На языке Олега вновь вертелось «самим собой», но он чувствовал, что это вызовет новый взрыв хохота. Касымов уже смотрел на него с неявной усмешкой, прячущейся пока в подвижных ямочках жующего очередной персик лица.
— Просто...
Слова ускользали, мысли сделались слишком быстрыми — не уследить. Вместе с запахом терьяка подозрительная, предательская лёгкость вплывала в Печигина, и вот уже само собой подумалось: Тимур, конечно, написал в своём предисловии чушь, но какое значение имеет здесь, в Коштырбастане, то, что он делал или не делал в Москве? Москва с её толпами и политикой, с её нескончаемой давкой людей, идей и честолюбий была отсюда так далеко, и Олегу казалось сейчас, будто он покинул её настолько давно, что происходившее там было словно бы не с ним, — так стоило ли из-за этого переживать? Развалившийся на курпачах Касымов, поглаживая шёлковый пояс чапана, всем своим видом показывал, что переживать вообще не стоит.

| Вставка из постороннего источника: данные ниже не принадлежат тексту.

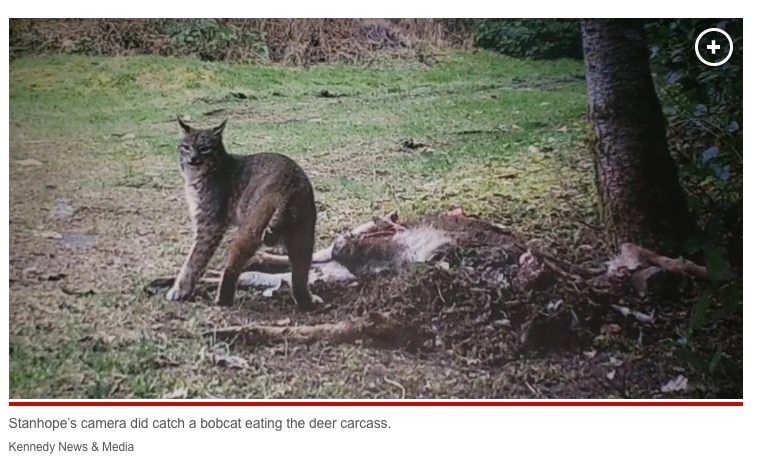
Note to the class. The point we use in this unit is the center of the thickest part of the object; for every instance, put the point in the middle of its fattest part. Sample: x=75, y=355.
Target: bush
x=530, y=38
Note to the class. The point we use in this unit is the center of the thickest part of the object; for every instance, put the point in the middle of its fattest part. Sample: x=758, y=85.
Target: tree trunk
x=640, y=196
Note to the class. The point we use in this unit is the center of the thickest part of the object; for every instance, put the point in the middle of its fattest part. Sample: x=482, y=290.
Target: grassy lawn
x=502, y=138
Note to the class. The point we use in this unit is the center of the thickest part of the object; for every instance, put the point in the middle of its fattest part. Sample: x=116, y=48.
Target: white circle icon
x=713, y=47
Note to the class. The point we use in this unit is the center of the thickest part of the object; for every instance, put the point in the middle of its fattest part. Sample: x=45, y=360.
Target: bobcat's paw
x=177, y=294
x=316, y=300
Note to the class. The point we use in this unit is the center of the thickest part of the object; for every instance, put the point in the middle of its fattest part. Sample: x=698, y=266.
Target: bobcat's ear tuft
x=186, y=129
x=220, y=129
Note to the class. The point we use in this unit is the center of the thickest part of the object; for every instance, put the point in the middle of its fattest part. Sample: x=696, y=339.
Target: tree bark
x=640, y=195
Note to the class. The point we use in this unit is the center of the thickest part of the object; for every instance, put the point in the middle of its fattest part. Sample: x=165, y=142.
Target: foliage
x=291, y=41
x=530, y=38
x=214, y=39
x=704, y=107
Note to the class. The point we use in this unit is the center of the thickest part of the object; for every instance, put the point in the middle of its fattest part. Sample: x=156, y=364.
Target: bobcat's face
x=200, y=150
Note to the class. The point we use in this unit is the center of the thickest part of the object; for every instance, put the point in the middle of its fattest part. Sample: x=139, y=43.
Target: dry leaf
x=609, y=329
x=29, y=163
x=48, y=234
x=679, y=384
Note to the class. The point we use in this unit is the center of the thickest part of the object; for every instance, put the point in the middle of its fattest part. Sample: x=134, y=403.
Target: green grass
x=503, y=139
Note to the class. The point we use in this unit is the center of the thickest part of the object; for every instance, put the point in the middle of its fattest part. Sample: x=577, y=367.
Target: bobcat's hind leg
x=300, y=245
x=247, y=241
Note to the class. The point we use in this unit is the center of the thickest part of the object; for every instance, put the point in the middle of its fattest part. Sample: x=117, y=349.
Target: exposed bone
x=640, y=316
x=633, y=257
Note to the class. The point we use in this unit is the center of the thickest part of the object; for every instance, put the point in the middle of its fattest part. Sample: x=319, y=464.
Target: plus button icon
x=713, y=47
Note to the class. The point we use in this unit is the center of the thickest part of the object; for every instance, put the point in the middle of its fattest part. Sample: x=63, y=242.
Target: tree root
x=376, y=326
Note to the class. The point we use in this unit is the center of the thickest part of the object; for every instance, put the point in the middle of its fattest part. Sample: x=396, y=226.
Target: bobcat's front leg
x=204, y=246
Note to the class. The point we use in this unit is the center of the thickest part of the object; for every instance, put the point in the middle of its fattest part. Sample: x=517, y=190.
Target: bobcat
x=267, y=196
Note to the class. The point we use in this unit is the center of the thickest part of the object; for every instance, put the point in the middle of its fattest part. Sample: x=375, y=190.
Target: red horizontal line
x=376, y=403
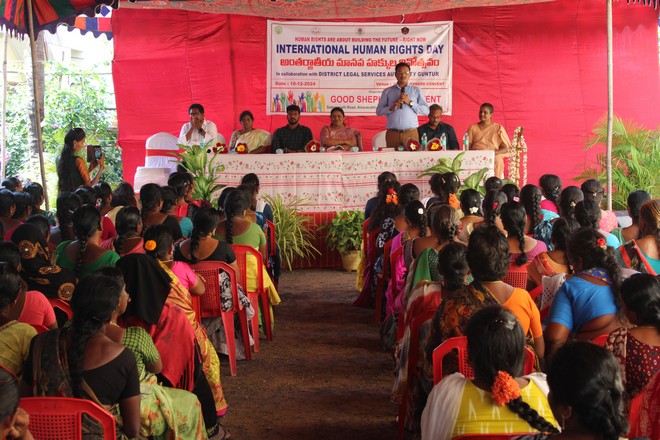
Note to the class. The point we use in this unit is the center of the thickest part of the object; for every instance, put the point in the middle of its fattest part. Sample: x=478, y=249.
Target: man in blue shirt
x=293, y=137
x=401, y=103
x=435, y=128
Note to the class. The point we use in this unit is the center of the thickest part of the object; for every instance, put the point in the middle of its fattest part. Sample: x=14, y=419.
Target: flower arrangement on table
x=313, y=146
x=518, y=158
x=220, y=148
x=434, y=145
x=241, y=148
x=200, y=161
x=412, y=145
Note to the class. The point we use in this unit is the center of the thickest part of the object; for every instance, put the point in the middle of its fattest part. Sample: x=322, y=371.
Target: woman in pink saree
x=487, y=135
x=337, y=136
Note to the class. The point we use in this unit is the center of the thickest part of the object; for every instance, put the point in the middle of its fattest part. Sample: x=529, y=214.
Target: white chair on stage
x=379, y=141
x=158, y=162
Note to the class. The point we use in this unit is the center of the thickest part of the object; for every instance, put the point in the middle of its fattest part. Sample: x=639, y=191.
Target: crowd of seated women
x=581, y=278
x=121, y=264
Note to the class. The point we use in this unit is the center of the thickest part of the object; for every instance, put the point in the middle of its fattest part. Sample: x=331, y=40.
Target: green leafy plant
x=203, y=166
x=345, y=231
x=74, y=97
x=447, y=165
x=635, y=159
x=293, y=230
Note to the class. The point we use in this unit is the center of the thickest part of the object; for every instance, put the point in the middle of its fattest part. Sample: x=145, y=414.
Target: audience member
x=588, y=304
x=256, y=140
x=460, y=406
x=293, y=137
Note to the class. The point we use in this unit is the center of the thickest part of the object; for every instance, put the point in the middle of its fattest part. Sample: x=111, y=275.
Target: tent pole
x=610, y=105
x=35, y=91
x=3, y=149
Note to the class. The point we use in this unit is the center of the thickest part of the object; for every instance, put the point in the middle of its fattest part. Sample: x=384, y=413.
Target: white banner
x=318, y=66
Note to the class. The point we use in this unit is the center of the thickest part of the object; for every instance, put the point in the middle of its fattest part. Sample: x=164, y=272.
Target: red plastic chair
x=259, y=295
x=394, y=256
x=516, y=276
x=40, y=328
x=600, y=340
x=272, y=246
x=211, y=306
x=382, y=283
x=61, y=417
x=459, y=343
x=61, y=305
x=489, y=436
x=415, y=324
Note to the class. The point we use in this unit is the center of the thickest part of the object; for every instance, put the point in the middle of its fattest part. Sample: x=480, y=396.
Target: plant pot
x=350, y=261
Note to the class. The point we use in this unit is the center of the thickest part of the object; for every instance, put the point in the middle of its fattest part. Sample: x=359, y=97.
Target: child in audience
x=593, y=190
x=635, y=201
x=637, y=349
x=460, y=406
x=551, y=188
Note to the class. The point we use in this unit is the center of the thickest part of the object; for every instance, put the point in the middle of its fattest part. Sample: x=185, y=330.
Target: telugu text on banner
x=318, y=66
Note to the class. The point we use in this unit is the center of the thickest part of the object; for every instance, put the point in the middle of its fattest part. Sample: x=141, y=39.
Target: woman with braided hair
x=569, y=197
x=551, y=188
x=444, y=186
x=492, y=208
x=236, y=229
x=539, y=220
x=151, y=198
x=444, y=224
x=81, y=361
x=129, y=228
x=67, y=203
x=487, y=256
x=587, y=305
x=460, y=406
x=586, y=396
x=523, y=248
x=84, y=255
x=643, y=254
x=202, y=245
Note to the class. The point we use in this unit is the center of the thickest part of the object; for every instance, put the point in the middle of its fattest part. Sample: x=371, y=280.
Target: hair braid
x=81, y=330
x=536, y=210
x=81, y=254
x=425, y=224
x=229, y=230
x=195, y=236
x=530, y=415
x=600, y=417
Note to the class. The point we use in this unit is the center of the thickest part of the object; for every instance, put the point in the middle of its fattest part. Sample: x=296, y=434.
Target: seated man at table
x=435, y=128
x=293, y=137
x=199, y=129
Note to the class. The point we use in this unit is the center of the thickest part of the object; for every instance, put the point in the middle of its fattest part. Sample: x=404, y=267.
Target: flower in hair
x=453, y=201
x=392, y=197
x=505, y=388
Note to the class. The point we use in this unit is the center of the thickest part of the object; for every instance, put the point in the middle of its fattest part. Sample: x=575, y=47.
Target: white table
x=336, y=181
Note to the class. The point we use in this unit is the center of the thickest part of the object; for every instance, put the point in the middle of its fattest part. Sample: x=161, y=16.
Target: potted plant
x=635, y=159
x=202, y=162
x=292, y=230
x=344, y=233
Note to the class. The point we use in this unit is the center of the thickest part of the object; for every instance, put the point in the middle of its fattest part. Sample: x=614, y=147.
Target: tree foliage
x=74, y=97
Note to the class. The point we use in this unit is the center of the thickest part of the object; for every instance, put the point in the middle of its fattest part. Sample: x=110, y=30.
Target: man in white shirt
x=198, y=130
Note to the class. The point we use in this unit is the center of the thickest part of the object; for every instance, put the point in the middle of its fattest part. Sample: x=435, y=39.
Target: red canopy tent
x=541, y=65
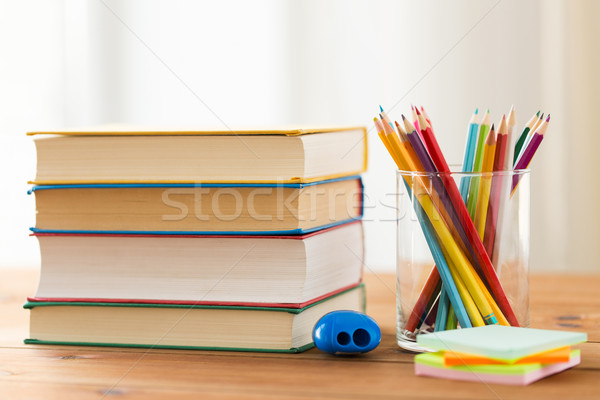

— Что значит «просто»?! Даже приблизительное представление о подлинном величии не способно возникнуть в твоей голове! Все вы там, что в Москве твоей, что в Европе, живёте так скученно и тесно, стираясь друг о друга от тесноты до полной неразличимости, что истинному величию негде между вас поместиться: всё у вас рядится в серое и прячется в обыденность, даже власть. Только на коштырских просторах ещё осталось место для величия!